Candlemas the Festival of light when we traditionally bless the candles for use in our Churches, and many are discovering that this is the end of Christmas and the decorations can be left up until now. This Feast of Candlemas can be traced back to at least 543. The Feast of Lighted candles is mentioned by Bede and St. Eligius, who was Bishop of Noyon from 640 to 648. It is celebrated on either the nearest Sunday to 2 February or the day itself and it marks the purification, under Jewish religious law, of the mother of Christ 40 days after his birth; it also commemorates the presentation of the infant Christ in the Temple.
Our Gospel reading for today talks of the light coming into the darkness of the world, it depicts Simeon, old and well-aged coming to the end of his life, but holding on to that promise he has been given by God, you will see the Lord’s Messiah before you die. He must have been wondering, when oh when, will I see the Lord? And then in that moment that will always hold such beauty and mystery and the completion of God’s promise, Mary hands Simeon Jesus. We can’t know how that felt, that moment, amidst what would be the hustle and bustle and noise of the Temple life the new meets the old, the generations are held together in Simeons hands, and the story of God continues. And Anna comes up and recognises the Messiah, she begins to tell those around her, “Here he is, amongst us”, Who stopped and listened? Who thought, silly old woman? Who caught the moment, heard the words, saw the fulfilment on their faces? Imagine yourself in the moment too, take some time to sit and read the story and picture in your mind, how each would have received and participated, ask God to reveal to you in your inner being, something for you to hold and treasure, in these moments of our waiting.

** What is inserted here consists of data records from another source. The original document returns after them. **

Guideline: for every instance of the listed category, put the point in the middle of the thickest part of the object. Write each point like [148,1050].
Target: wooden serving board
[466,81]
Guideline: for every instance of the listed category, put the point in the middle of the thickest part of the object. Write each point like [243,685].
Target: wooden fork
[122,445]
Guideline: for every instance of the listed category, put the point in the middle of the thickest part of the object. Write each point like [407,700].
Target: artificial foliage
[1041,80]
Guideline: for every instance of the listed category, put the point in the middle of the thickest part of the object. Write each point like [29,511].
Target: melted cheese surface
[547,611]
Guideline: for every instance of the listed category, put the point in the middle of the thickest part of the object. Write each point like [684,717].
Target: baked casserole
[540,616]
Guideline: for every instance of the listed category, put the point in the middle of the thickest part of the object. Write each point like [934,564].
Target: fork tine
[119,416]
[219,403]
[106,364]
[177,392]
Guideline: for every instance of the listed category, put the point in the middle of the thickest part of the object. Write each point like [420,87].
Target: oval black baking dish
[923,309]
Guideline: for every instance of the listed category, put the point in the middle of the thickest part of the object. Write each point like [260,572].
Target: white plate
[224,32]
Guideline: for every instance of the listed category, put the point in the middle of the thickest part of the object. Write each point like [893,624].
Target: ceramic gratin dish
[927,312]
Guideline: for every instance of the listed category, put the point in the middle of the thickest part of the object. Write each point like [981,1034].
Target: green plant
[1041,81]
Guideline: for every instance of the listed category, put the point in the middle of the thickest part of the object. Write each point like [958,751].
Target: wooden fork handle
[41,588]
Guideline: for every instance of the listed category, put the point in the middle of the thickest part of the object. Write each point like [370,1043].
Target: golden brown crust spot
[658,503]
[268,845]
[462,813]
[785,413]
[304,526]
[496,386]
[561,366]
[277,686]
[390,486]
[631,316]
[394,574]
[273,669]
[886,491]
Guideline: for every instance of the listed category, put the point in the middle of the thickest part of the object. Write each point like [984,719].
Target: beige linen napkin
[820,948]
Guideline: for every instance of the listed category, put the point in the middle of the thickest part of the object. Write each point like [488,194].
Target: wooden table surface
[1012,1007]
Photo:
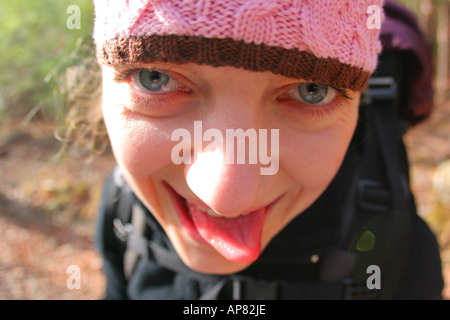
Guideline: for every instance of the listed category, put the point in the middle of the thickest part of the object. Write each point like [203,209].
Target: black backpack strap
[384,191]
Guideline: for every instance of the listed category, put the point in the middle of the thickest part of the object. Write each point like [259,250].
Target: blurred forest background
[50,185]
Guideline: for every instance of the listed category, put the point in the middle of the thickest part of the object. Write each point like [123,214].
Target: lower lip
[186,220]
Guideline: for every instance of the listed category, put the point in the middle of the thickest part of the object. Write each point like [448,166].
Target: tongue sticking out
[237,239]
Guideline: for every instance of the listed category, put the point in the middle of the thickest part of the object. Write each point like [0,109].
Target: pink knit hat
[326,41]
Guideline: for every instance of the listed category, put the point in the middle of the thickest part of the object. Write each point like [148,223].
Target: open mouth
[238,239]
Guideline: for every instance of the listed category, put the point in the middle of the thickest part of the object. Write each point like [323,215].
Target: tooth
[212,213]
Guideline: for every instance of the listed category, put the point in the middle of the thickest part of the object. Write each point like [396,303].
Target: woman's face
[172,129]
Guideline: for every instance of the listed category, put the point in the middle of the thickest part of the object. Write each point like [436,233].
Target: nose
[228,187]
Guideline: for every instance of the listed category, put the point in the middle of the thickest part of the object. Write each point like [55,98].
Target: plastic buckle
[380,88]
[122,231]
[373,196]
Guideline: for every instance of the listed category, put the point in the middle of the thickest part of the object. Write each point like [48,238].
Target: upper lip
[203,205]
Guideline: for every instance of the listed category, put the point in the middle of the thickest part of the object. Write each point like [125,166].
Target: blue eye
[313,93]
[153,81]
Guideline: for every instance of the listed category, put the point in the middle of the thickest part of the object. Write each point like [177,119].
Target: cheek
[139,145]
[318,156]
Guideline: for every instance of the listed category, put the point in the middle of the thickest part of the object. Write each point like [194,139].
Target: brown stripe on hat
[217,52]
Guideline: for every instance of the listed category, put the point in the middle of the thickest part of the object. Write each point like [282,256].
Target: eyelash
[315,111]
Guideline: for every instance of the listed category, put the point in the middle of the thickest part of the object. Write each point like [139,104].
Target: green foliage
[36,45]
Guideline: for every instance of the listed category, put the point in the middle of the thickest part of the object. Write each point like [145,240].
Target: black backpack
[357,241]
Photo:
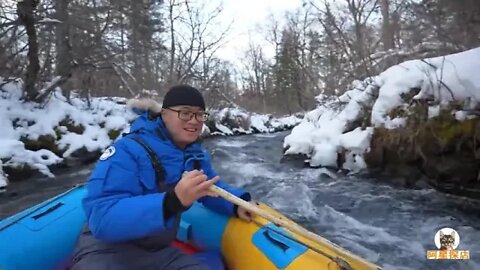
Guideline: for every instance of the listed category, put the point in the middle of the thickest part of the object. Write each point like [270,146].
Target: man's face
[182,130]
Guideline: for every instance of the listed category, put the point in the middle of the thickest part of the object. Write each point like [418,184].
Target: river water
[388,225]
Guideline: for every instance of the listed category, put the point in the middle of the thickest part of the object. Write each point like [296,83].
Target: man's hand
[244,213]
[193,186]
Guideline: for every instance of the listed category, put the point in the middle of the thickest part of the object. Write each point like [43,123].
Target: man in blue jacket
[144,181]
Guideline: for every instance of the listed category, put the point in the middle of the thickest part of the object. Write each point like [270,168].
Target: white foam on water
[345,226]
[231,143]
[294,198]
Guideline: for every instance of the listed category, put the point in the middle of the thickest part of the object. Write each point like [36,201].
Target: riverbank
[415,123]
[39,139]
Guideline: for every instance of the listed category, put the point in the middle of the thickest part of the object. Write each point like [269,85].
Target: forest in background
[141,47]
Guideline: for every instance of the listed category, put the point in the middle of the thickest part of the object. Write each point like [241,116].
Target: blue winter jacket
[123,202]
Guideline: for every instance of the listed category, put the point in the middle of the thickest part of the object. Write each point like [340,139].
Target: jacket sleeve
[219,204]
[115,208]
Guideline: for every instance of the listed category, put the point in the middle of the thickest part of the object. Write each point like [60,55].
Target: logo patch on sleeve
[110,151]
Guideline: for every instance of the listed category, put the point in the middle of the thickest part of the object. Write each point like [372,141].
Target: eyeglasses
[186,115]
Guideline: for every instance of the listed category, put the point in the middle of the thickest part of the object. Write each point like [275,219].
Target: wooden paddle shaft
[274,219]
[293,227]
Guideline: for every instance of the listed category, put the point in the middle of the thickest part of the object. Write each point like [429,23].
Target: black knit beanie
[183,95]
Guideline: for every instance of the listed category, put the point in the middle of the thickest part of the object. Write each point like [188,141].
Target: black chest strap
[157,165]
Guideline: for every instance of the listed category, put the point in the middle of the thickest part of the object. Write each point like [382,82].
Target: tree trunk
[62,35]
[25,10]
[387,31]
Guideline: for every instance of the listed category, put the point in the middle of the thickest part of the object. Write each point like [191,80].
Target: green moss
[72,126]
[19,173]
[43,142]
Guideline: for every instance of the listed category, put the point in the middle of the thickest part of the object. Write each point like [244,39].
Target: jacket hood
[149,119]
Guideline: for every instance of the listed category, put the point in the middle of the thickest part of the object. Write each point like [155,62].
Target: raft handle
[49,210]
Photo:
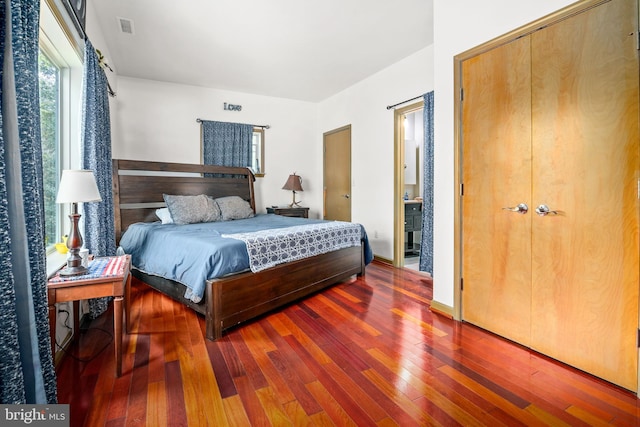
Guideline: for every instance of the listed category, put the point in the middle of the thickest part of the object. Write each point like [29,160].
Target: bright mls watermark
[34,415]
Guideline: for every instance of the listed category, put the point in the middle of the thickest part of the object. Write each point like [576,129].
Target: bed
[233,298]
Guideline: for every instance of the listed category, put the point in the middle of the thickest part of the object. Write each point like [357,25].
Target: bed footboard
[238,298]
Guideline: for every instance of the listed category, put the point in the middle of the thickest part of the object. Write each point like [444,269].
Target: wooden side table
[287,211]
[112,281]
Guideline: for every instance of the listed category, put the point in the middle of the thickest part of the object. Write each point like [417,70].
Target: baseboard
[441,309]
[382,260]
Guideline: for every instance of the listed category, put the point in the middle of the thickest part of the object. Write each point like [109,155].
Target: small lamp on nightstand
[76,186]
[294,183]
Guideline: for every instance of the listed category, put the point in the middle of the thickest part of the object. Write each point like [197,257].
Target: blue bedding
[192,253]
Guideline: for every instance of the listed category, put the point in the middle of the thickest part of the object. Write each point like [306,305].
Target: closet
[549,173]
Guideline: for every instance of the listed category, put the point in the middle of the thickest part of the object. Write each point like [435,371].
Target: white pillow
[234,207]
[164,215]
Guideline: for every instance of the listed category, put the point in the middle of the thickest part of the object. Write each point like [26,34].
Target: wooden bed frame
[138,187]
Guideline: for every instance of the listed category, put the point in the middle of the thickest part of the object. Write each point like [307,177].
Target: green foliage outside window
[49,84]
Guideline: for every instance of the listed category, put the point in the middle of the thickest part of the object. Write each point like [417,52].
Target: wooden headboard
[138,187]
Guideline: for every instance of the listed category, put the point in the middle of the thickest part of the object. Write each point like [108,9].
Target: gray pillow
[192,209]
[234,207]
[164,215]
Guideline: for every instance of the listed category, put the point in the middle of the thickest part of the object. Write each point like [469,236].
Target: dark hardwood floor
[365,352]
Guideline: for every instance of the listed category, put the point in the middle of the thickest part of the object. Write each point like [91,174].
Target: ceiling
[297,49]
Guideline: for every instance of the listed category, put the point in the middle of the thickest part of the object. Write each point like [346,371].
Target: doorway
[337,174]
[409,154]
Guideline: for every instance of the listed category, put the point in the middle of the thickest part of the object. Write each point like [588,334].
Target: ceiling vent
[126,25]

It wasn’t all joy, of course. Mary left with those words of Simeon in her heart. ‘This child is destined for the falling and the rising of many in Israel, and to be a sign that will be opposed so that the inner thoughts of many will be revealed – and a sword will pierce your own soul too. When they had finished everything required by the law of the Lord, they returned to Galilee, to their own town of Nazareth. The child grew and became strong, filled with wisdom; and the favour of God was upon him. So much encapsulated in the journey and time in the Temple.
Lastly, we are minded that this is also Snowdrop Sunday, another source of brightness also closely associated with Candlemas. Candlemas bells they were once called, and it is easy to see how they were the perfect flowers for the feast – flawless symbols of purity, so perfect. It is not hard to imagine what pleasure must have been taken in gathering them, or in merely having them growing by the church, on the day itself. And even today many of our best snowdrop displays are associated with the old faith, clustering around churchyards and ancient religious foundations, ruined abbeys and priories, where they were planted with Candlemas in mind. Combe Church has such a beautiful display along the banks. Apart from their pure beauty, the timing of their appearing as they do when the earth is still under the lock and key of winter. They’re the very first sign of something else, the Candlemas bells, are an undeniable signal that the warm days will come again; and I delight to see them in the banks and hedgerows in the parishes when I need to travel around. Little white heads popping up against the dead tones of the winter earth, is Hope, and Life suddenly and unmistakably manifest in white. Light and hope in the midst of your darkness be with you in God’s holding and Blessing.